Find the optimal model using step wise linear regression

I have a sf object with 2 columns, named fclass and geometry. I am interested in the fclass column. The fclass has several unique values. I convert this sf object to spatraster, I resample it and I perform a linear regression where I use another spatraster, called ntl, as my response (lm(ntl ~ road)).

My goal is to find which unique values give the largest r-squared in the lm model using stepwise linear regression whith backward elimination. My initial try was:

library(pacman)
pacman::p_load(terra, sf, dplyr)

ntl <- rast("path/ntl.tif") # response

v <- st_read("path/road17.shp") # sf object

# baseline r2
vterra <- vect(v)

ref <- rast("path/pop.tif") # get ext and pixel size

r <- rast(v, res = res(ref), ext = ext(ref))

x <- rasterizeGeom(vterra, r, "length", "m")

x_res <- resample(x, ntl, "average")

s <- c(ntl, x_res)
names(s) <- c("ntl", "road")

m <- lm(ntl ~ road, s, na.action = na.exclude)
baseline <- sqrt(summary(m)$adj.r.squared)
orig_baseline <- sqrt(summary(m)$adj.r.squared)

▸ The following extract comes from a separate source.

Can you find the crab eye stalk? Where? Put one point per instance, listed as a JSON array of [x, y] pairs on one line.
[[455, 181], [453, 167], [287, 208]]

classes <- unique(v$fclass)
inclasses <- unique(v$fclass)

i <- 1
while (i <= length(classes)) {
  class <- classes[i]
  print(paste0("current class ", class))
  print(paste0("orig baseline: ", orig_baseline, " - baseline: ", baseline))
  print(classes)
  
  v_filtered <- v[v$fclass != class, ]
  vterra <- vect(v_filtered)
  r <- rast(v, res = res(ref), ext = ext(ref))
  x <- rasterizeGeom(vterra, r, "length", "m")
  
  x_res <- resample(x, ntl, "average")
  
  s <- c(ntl, x_res)
  names(s) <- c("ntl", "road")
  
  m <- lm(ntl ~ road, s, na.action = na.exclude)
  class_r2 <- sqrt(summary(m)$adj.r.squared)
  
  if (class_r2 > baseline) {
    classes <- classes[-i]
    baseline <- class_r2
  } else {
    print("class_r2 is less than baseline")
    print(paste0("class_r2: ", class_r2, " - baseline: ", baseline))
    i <- i + 1
  }
}

but it's not efficient (it takes ~ 5 minutes).

I have found the MASS package which has the lmStepAIC function but I am not sure how to select the unique values from the fclass column to use as predictiors.

head(v, 6)
Simple feature collection with 6 features and 1 field
Geometry type: MULTILINESTRING
Dimension:     XY
Bounding box:  xmin: 598675.9 ymin: 7111459 xmax: 609432.8 ymax: 7118729
Projected CRS: WGS 84 / UTM zone 35S
         fclass                       geometry
1     secondary MULTILINESTRING ((598675.9 ...
2     secondary MULTILINESTRING ((600641.7 ...
3   residential MULTILINESTRING ((601734.8 ...
4   residential MULTILINESTRING ((601163.9 ...
5   residential MULTILINESTRING ((601104.2 ...
6 motorway_link MULTILINESTRING ((609432.8 ...

The unique values in the fclass column:

unique(v$fclass)
 [1] "secondary"      "residential"    "motorway_link"  "service"        "primary"        "unclassified"   "motorway"      
 [8] "tertiary"       "trunk"          "primary_link"   "footway"        "track"          "secondary_link" "unknown"       
[15] "living_street"  "pedestrian"     "path"           "bridleway"      "steps"          "trunk_link"     "track_grade1"  
[22] "track_grade3"   "track_grade5"   "cycleway"       "track_grade4"   "tertiary_lin

If necessary I can share the data from my GoogleDrive .

I have two comments on this:

  • be wary of automated variable selection; it is a method known to present nonsensic models. Especially when used for datasets with (relatively) many columns and (relatively) few observations. Been there, tried that, got burnt, have the T-shirt..
  • if you absolutely positively need to try it out (if for no other reason than to see for yourself the error of your ways - wink wink, not meaning this personally) consider the {leaps} package.

{leaps} has a nice function regsubsets that produces a summary which can be queried via which.min() for AIC and the like or which.max() for (adjusted) R² and related metrics.

To make the regression run faster you may want to strip your data of the geometry column via st_drop_geometry() call.